Wettlauf mit der Zeit: Die CO2-Abscheidung und -Umwandlung (CCU) gilt als entscheidend, um die Klimaschutzziele noch zu erreichen. Doch welche CCU-Technologie ist weit genug entwickelt und ausreichend emissionsarm, um bis 2030 einen messbaren Klimaschutzbeitrag zu leisten? Das haben Forscher nun für 74 solcher Methoden untersucht. Das Ergebnis: Nur acht der 74 können zum Erreichen der Klimaziele bis 2030 beitragen, viele andere erzeugen noch mehr Emissionen als sie einsparen.
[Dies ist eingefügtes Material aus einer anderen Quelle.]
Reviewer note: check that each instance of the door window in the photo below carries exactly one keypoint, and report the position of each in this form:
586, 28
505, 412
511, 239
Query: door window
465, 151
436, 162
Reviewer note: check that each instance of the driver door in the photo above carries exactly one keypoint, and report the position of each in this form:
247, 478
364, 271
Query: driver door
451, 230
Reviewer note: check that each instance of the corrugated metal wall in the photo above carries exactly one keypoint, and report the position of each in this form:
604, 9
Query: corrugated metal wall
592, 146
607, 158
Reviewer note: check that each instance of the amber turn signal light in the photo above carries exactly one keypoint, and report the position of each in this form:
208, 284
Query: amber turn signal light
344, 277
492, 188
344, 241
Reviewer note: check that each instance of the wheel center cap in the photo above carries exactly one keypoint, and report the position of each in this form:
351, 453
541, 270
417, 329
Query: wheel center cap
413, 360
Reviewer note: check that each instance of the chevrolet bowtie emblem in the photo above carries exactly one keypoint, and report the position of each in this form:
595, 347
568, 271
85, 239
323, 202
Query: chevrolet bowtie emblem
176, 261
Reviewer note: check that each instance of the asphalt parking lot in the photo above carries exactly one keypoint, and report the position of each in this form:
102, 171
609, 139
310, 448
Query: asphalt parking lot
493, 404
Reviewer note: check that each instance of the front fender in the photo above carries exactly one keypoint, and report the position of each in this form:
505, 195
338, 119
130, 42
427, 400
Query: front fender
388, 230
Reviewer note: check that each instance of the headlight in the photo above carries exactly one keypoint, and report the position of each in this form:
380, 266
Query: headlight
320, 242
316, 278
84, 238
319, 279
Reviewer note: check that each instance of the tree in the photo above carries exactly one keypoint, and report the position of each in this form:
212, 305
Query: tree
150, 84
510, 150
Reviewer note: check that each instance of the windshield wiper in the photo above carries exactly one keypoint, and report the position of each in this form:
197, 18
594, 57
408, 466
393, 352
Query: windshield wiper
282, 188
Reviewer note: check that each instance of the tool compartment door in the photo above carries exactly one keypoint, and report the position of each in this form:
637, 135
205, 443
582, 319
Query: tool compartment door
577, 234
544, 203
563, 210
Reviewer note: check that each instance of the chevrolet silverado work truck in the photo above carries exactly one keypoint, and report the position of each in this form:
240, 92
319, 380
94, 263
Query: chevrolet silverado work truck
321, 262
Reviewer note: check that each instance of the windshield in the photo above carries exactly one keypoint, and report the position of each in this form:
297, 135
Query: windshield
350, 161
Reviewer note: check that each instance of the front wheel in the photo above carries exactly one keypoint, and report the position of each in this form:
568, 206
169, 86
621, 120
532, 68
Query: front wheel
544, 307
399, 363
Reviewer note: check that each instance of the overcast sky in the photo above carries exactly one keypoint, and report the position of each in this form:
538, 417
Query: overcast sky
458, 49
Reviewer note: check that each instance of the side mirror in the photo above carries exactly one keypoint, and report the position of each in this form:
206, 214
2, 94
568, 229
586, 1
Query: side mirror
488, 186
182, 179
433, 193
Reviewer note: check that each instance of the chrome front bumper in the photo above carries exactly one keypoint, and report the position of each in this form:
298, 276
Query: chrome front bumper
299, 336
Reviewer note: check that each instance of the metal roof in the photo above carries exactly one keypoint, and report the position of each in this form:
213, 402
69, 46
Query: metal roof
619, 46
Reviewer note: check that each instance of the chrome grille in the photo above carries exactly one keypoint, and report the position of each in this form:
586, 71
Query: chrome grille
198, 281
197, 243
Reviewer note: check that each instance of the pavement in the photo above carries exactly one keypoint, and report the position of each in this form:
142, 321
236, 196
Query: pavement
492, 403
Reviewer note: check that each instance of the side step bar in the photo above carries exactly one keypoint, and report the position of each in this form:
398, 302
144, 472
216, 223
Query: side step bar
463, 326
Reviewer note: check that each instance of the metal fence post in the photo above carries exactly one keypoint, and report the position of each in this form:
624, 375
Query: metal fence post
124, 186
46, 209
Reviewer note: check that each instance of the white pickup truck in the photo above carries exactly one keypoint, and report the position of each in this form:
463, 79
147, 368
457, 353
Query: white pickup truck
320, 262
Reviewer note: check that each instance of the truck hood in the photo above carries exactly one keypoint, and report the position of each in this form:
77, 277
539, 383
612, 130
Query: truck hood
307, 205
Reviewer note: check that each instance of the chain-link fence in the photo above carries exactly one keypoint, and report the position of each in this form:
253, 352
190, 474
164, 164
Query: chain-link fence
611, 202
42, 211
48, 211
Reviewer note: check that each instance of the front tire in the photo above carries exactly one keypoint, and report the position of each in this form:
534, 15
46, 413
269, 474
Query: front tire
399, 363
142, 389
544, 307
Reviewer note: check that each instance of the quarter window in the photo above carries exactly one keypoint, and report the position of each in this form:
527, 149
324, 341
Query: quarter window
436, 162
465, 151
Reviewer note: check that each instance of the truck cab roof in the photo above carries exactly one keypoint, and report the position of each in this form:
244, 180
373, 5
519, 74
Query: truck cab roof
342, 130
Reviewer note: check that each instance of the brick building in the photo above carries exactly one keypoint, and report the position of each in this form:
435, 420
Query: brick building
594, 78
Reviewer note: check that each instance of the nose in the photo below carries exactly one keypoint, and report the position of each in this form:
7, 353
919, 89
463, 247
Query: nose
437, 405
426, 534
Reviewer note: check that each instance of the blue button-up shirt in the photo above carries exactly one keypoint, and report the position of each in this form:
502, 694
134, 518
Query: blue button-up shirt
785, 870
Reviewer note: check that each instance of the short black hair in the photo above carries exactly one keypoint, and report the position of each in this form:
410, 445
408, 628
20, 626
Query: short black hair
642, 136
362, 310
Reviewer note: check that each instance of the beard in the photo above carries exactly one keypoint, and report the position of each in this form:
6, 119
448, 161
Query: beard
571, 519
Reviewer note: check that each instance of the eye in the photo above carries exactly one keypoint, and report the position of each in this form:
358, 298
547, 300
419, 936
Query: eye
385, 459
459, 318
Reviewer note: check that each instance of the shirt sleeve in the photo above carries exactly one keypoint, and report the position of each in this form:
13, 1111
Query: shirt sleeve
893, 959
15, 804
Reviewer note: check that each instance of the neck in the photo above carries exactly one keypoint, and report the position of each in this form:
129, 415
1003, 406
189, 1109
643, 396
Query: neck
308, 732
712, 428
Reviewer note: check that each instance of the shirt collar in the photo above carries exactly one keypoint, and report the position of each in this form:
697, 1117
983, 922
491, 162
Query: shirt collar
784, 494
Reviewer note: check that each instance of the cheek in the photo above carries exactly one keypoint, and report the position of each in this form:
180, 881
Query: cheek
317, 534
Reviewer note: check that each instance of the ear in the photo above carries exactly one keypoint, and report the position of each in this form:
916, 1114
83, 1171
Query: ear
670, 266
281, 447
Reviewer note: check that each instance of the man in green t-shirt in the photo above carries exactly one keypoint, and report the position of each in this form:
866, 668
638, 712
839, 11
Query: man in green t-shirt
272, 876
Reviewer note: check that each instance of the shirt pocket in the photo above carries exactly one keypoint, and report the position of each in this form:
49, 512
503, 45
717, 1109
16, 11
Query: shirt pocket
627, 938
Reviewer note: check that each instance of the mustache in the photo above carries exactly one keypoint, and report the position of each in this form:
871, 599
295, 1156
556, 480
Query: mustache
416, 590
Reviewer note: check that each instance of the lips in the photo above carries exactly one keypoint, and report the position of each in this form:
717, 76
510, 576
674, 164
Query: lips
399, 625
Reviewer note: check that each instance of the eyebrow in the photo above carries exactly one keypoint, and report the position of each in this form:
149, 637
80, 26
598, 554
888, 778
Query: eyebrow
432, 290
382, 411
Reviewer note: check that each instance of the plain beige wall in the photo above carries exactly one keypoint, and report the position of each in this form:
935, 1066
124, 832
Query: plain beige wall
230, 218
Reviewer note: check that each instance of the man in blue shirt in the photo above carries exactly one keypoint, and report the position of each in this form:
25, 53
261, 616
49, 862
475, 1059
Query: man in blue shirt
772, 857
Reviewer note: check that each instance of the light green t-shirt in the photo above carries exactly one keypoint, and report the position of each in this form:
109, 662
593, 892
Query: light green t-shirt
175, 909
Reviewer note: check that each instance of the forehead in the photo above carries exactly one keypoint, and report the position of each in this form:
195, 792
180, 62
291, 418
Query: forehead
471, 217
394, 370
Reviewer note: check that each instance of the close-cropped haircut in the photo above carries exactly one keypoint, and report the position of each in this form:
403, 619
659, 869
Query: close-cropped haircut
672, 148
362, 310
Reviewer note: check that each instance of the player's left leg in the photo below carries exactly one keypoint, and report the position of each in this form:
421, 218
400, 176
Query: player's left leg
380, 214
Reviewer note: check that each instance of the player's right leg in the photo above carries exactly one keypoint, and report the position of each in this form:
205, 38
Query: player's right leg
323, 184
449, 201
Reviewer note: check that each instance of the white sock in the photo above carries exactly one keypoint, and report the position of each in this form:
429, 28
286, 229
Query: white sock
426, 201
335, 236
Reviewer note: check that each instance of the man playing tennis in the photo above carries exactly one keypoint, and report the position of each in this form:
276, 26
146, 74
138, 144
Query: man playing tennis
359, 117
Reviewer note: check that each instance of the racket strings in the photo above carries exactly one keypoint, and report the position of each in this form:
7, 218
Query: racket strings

Die Chancen, das Ziel des Pariser Klimaabkommens allein durch Reduktion der Treibhausgas-Emissionen zu erreichen, schwinden zusehens. Deshalb rücken nun zunehmend technische Lösungen wie das Carbon Capture in den Fokus, das Kohlendioxid aus Abgas oder der Luft abtrennt und es entweder dauerhaft speichert oder es als Rohstoff für andere Produkte nutzt.

CCU
Für die Bewertung der Klimaschutz-Effizienz müssen die von der CCU-Technologie erzeugten primären und sekundären Treibhausgas-Emissionen berücksichtigt werden. © Kiane de Kleijne

Wohin mit dem CO2?

Zu den bereits in Pilotanlagen getesteten Methoden der Carbon-Capture and Utilisation (CCU) gehört die Umwandlung von CO2 aus Luft oder Abgas in synthetische Kraftstoffe oder Chemierohstoffe wie Methanol. Meist wird dafür Wasserstoff aus der Elektrolyse benötigt, es gibt aber auch sogenannte Sun-to-Liquid-Verfahren, die ohne Elektrolyse auskommen und nur die Sonnenhitze und Katalysatoren nutzen. Andere Ansätze nutzen Mikroalgen, um CO2 aus Abgasen mittels Photosynthese in Biomasse zu binden.

Ebenfalls bereits getestet wird die Abtrennung von CO2 aus Industrie- und Kraftwerksabgasen und die darauffolgende Bindung in Festmaterial wie Carbonatgestein oder Beton. Diese Feststoffe können dann als Baumaterialien, Füllstoffe oder Zementersatz verwendet werden und so das CO2 längere Zeit aus dem Verkehr ziehen. Diese Mineralisierung wird auch in der Stahlindustrie erprobt, um Stahlschlacke durch Einleitung von CO2 in nutzbare Carbonate umzuwandeln.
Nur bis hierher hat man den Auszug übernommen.